Peter certo dia perguntou a Rikke se ela conseguia vê-lo, e notou que ela piscou. “Foi quando percebemos que ela ainda estava responsiva”, conta. “Saber que não tínhamos perdido ela… foi um dos momentos mais bonitos da minha vida.”

A partir daí, começaram a se comunicar com piscadelas: uma era “não”, duas eram “sim”.

“Foi um alívio descobrir que eu conseguia me comunicar”, diz Rikke. “Mas, ao mesmo tempo, era tão difícil conseguir fazê-lo.”

Reprodução/Foto-RN176  Rikke, com o marido ao fundo, teve de aprender a andar novamente e perdeu quase toda a vista de um olho Foto: Rikke Schmidt Kjaergaard / BBC News Brasil

Rikke conta que suas memórias desse período são confusas, mas que ela encontrou forças no marido.

“A única coisa de que eu me lembro bem é de que precisava escutar a voz de Peter, ver Peter”, diz. “Quando eu o via ou escutava, me acalmava. Ele foi o meu salva-vidas.”

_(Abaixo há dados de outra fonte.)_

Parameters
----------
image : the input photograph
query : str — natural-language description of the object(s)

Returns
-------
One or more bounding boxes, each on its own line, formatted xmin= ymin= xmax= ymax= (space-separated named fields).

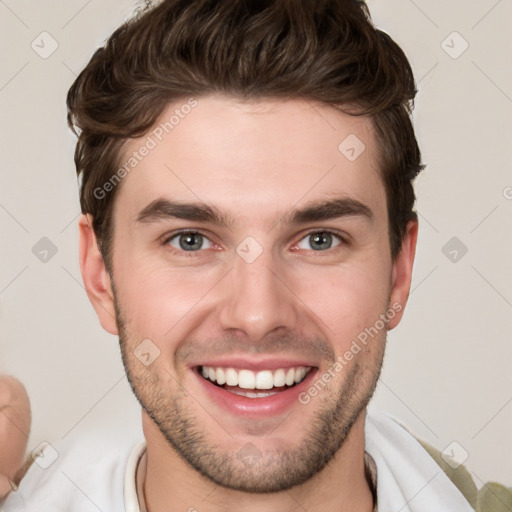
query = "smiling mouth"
xmin=197 ymin=366 xmax=313 ymax=398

Questionada a respeito de qual foi o momento principal de sua recuperação, Rikke sorri e diz que foram “várias vitórias”. Mas acrescenta: “Provavelmente foi a primeira palavra (dita com a recuperação da fala). Meus filhos estavam ali, Peter estava ali. Foi simplesmente incrível.”

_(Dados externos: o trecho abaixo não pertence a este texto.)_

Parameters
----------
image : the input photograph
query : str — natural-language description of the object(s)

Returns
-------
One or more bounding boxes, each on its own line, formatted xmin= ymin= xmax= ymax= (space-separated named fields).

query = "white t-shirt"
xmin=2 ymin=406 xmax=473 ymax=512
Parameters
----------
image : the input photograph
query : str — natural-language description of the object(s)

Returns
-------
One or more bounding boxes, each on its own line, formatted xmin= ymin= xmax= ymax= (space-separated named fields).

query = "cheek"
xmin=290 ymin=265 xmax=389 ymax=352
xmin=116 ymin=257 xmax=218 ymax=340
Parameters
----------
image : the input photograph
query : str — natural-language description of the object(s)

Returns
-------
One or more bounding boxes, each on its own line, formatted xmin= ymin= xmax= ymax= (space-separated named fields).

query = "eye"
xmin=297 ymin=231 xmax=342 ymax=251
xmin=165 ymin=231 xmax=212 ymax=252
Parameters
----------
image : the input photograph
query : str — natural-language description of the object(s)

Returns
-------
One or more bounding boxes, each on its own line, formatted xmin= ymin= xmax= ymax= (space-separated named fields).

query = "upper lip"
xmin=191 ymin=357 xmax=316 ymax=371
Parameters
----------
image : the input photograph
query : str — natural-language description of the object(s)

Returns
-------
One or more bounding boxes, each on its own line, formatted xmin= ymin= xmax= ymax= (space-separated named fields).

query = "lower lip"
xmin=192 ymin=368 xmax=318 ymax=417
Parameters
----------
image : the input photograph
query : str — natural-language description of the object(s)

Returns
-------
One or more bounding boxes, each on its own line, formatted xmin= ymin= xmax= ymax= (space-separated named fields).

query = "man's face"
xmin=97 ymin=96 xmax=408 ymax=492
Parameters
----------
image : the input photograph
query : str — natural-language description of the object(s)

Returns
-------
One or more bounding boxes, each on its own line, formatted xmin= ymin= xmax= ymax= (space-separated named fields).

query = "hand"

A palavra que ela escolheu dizer? “Estranho.”

Foi a palavra que resumiu suas circunstâncias, bem como o fato de que – como ela mesmo diz – teve de “aprender a fazer tudo outra vez”.

“Aprender a respirar, a engolir, a me mexer.”

‘Viver o dia a dia’

O mais difícil disso tudo, diz Rikke, foi não conseguir “ser mãe e mulher”. “Não conseguir estar presente para as crianças e para Peter. Isso foi devastador.”

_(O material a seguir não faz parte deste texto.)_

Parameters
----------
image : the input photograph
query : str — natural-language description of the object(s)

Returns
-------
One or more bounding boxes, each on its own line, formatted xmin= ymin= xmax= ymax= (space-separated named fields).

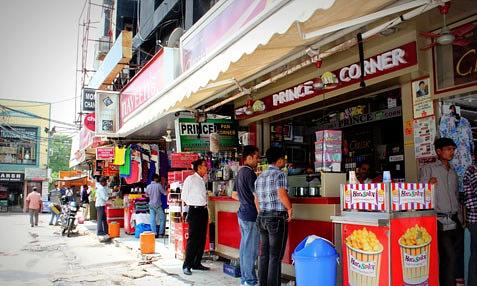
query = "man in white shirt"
xmin=181 ymin=159 xmax=209 ymax=275
xmin=94 ymin=177 xmax=109 ymax=236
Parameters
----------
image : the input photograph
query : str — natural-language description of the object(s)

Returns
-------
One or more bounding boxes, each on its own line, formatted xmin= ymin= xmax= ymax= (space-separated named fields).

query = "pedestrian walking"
xmin=25 ymin=187 xmax=43 ymax=227
xmin=50 ymin=184 xmax=61 ymax=225
xmin=419 ymin=137 xmax=464 ymax=286
xmin=464 ymin=156 xmax=477 ymax=286
xmin=146 ymin=174 xmax=167 ymax=237
xmin=232 ymin=145 xmax=260 ymax=285
xmin=95 ymin=177 xmax=109 ymax=236
xmin=255 ymin=147 xmax=292 ymax=286
xmin=181 ymin=159 xmax=210 ymax=275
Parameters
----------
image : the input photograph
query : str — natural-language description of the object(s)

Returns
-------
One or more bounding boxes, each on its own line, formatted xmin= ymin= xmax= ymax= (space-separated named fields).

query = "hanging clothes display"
xmin=119 ymin=148 xmax=131 ymax=178
xmin=113 ymin=146 xmax=127 ymax=166
xmin=439 ymin=114 xmax=474 ymax=192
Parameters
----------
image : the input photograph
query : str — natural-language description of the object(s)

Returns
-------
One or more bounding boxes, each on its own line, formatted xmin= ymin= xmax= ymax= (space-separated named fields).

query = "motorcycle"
xmin=60 ymin=197 xmax=79 ymax=237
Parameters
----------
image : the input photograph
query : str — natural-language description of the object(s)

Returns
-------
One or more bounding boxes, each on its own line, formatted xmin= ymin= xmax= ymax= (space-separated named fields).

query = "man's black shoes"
xmin=192 ymin=264 xmax=210 ymax=271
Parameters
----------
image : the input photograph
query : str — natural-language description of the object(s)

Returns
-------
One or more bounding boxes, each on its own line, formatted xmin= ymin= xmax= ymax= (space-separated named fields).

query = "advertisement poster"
xmin=95 ymin=90 xmax=119 ymax=135
xmin=412 ymin=78 xmax=434 ymax=119
xmin=341 ymin=224 xmax=388 ymax=286
xmin=176 ymin=118 xmax=238 ymax=152
xmin=413 ymin=116 xmax=436 ymax=159
xmin=96 ymin=147 xmax=114 ymax=160
xmin=383 ymin=216 xmax=439 ymax=286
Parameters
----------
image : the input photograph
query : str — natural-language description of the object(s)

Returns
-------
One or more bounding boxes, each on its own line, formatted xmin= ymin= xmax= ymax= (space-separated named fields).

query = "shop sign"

Mas, passados quatro meses de sua internação, quando ela explicou a uma enfermeira o quanto sentia falta de abraçar seus filhos, foi autorizada a dormir com eles na cama hospitalar.

“Eu fiquei nas nuvens”, ela lembra. “Eles pularam na cama.”

“Com muito cuidado”, brinca Peter.

Rikke conseguiu se recuperar depois de cinco meses internada, ainda que com sequelas graves: a maioria de seus dedos da mão tiveram de ser amputados após gangrenarem, e ela é quase cega de um olho.

Mas sobreviveu e se reabilitou, aos poucos e contra todos os prognósticos.

Depois, decidiu abrir sua própria empresa – cuja missão é ajudar pessoas com doenças crônicas a controlar seus dados médicos – e escrever um livro, que ela espera que acolha familiares, médicos e pessoas que vivam experiências semelhantes de enclausuramento dentro do próprio corpo.

“A equipe médica disse que ficaria muito grata por eu escrever isso, para ajudar-lhes (a entender como lidar com pacientes) e facilitar as coisas.”

Rikke diz que hoje tem plena consciência do presente que recebeu e quer que sua vivência ajude mais pessoas a darem valor a suas vidas.

“Quero devolver à vida com este livro”, diz. “E viver a vida, dia a dia.”